Background:
Pseudophakic cystoid macular edema (PCME) remains one of the most common visionthreatening
complication of phacoemulsification cataract surgery (PCS). Pharmacological therapy is the current
mainstay of both prophylaxis, and treatment of PCME in patients undergoing PCS. We aimed to review pharmacological
treatment options for PCME, which primarily include topical steroids, topical nonsteroidal antiinflammatory
drugs (NSAIDS), periocular and intravitreal steroids, as well as anti-vascular endothelial growth
factor therapy.
Methods:
The PubMed and Web Of Science web platforms were used to find relevant studies using the following
keywords: cataract surgery, phacoemulsification, cystoid macular edema, and pseudophakic cystoid macular
edema. Of articles retrieved by this method, all publications in English and abstracts of non-English publications
were reviewed. Other studies were also considered as a potential source of information when referenced in relevant
articles. The search revealed 193 publications. Finally 82 articles dated from 1974 to 2018 were assessed as
significant and analyzed.
Results:
Based on the current literature, we found that corticosteroids remain the mainstay of PCME prophylaxis
in uncomplicated cataract surgery, while it is still unclear if NSAID can offer additional benefits. In patients at
risk for PCME development, periocular subconjunctival injection of triamcinolone acetonide may prevent PCME
development.
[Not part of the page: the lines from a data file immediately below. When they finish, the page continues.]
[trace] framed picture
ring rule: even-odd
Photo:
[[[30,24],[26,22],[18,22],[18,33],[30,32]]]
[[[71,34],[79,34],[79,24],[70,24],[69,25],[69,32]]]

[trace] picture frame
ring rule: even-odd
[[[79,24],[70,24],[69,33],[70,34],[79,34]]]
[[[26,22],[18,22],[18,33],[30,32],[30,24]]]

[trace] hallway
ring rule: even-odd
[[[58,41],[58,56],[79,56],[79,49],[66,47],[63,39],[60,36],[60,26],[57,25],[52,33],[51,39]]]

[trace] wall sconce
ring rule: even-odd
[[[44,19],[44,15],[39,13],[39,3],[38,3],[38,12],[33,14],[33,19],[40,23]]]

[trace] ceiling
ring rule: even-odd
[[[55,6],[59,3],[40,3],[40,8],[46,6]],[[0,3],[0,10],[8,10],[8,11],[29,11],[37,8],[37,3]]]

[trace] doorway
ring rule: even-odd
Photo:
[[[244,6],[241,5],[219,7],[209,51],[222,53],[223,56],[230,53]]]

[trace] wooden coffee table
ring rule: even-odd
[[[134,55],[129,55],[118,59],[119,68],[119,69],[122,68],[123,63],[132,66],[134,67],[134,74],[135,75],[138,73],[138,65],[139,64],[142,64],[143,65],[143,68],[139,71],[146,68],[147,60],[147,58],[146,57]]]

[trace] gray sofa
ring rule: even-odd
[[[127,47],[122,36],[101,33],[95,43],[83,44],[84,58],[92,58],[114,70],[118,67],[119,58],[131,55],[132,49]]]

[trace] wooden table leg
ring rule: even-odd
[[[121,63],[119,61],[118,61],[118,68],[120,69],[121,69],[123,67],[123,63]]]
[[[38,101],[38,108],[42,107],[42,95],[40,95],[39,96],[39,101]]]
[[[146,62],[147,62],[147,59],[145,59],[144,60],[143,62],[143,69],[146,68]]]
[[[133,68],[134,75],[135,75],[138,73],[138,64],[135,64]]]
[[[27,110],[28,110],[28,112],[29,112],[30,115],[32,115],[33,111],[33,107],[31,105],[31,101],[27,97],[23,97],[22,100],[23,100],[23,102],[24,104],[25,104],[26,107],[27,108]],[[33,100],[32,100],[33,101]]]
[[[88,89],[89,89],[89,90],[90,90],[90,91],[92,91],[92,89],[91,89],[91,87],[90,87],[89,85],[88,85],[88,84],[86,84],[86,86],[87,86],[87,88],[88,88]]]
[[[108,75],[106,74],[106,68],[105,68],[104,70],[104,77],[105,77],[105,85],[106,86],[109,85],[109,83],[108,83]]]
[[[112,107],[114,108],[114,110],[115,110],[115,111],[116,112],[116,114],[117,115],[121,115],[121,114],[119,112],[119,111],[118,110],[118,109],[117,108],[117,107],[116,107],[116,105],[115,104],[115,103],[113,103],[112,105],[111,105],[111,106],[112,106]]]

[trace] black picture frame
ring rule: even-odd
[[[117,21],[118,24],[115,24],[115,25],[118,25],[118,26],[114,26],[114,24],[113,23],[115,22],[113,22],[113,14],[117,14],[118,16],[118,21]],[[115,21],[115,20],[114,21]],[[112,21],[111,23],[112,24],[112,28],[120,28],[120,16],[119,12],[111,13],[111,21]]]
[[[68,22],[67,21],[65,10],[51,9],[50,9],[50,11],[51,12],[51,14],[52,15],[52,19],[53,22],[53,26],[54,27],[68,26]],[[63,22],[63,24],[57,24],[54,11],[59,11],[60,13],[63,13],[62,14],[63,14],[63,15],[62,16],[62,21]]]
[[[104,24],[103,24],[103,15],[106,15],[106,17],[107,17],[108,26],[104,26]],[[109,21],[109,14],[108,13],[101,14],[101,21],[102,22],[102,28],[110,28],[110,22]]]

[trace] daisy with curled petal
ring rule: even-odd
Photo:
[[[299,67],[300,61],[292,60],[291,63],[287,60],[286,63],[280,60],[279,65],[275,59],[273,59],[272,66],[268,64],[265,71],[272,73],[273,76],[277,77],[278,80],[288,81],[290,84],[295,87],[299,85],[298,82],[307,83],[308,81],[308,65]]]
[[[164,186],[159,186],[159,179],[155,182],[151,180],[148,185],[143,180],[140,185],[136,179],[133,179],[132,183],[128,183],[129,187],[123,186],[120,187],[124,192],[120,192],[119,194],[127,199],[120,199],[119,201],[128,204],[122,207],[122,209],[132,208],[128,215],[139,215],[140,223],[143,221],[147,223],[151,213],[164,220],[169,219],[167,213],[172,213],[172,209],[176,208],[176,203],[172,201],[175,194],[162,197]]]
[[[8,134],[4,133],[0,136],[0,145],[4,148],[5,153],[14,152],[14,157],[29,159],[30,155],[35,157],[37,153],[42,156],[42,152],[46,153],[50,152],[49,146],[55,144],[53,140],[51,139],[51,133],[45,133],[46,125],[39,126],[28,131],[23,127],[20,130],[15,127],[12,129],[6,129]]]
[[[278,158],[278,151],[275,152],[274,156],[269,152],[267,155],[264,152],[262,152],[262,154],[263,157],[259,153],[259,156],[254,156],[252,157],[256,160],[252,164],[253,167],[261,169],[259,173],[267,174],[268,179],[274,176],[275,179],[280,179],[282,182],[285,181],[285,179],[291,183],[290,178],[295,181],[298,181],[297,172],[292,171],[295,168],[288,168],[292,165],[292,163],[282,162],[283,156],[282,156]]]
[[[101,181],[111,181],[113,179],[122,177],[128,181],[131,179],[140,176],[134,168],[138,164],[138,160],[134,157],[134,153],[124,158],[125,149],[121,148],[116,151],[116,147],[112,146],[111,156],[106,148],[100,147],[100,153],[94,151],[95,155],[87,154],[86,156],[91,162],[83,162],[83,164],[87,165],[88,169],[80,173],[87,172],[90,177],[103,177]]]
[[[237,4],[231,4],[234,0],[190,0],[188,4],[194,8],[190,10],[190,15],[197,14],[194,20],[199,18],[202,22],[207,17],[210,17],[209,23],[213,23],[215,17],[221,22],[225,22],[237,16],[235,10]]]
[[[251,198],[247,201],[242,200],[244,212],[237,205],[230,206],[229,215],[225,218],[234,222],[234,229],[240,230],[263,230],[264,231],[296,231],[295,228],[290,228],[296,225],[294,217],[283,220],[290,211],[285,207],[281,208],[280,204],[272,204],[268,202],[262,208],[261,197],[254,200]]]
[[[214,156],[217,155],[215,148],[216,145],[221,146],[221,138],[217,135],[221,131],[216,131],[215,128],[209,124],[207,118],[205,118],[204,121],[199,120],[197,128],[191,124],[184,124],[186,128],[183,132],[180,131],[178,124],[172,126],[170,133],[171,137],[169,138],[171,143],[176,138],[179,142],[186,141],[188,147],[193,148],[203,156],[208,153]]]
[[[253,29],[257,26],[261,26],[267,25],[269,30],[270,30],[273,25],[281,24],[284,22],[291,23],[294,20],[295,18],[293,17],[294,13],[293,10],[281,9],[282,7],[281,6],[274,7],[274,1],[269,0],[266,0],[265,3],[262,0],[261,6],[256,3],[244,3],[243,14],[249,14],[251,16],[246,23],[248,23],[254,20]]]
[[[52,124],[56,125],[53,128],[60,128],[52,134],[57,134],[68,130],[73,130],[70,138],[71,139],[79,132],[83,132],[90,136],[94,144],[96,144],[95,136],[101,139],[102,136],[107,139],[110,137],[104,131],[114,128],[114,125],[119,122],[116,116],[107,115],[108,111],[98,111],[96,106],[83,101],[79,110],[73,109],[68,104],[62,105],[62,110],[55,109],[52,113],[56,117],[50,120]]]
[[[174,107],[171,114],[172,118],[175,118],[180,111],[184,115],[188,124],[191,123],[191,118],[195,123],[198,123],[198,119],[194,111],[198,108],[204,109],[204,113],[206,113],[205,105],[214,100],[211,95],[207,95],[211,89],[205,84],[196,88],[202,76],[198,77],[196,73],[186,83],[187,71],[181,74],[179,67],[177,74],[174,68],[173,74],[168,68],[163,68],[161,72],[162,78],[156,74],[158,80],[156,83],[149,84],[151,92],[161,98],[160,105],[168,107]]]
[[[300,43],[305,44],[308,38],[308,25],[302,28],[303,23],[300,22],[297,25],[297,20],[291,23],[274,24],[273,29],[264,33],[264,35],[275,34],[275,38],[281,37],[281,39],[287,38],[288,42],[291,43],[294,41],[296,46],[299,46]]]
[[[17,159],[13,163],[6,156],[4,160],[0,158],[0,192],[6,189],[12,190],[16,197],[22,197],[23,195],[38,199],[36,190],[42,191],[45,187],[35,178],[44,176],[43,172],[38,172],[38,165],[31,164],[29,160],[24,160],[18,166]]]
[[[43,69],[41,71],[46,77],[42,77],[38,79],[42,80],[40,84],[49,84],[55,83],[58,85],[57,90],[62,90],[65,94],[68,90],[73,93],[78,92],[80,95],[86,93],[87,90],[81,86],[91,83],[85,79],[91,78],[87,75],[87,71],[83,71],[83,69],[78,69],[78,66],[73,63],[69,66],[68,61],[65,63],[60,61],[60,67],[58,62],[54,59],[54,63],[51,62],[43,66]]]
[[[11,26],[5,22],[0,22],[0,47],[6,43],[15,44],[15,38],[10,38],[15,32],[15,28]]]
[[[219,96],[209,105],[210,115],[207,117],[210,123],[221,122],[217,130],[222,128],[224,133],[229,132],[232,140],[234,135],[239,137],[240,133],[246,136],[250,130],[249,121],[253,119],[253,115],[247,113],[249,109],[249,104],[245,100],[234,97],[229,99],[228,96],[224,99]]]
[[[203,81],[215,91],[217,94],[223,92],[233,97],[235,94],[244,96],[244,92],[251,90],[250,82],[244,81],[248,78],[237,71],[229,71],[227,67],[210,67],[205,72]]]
For PCME treatment the authors recommend a stepwise therapy: initial topical steroids and adjuvant
NSAIDs, followed by additional posterior sub-Tenon or retrobulbar corticosteroids in moderate PCME, and
intravitreal corticosteroids in recalcitrant PCME. Intravitreal anti-vascular endothelial growth factor agents may
be considered in patients unresponsive to steroid therapy at risk of elevated intraocular pressure, and with comorbid
macular disease.
Conclusion:
Therapy with topical corticosteroids and NSAIDs is the mainstay of PCME prophylaxis and treatment,
however, periocular and intravitreal steroids should be considered in refractory cases.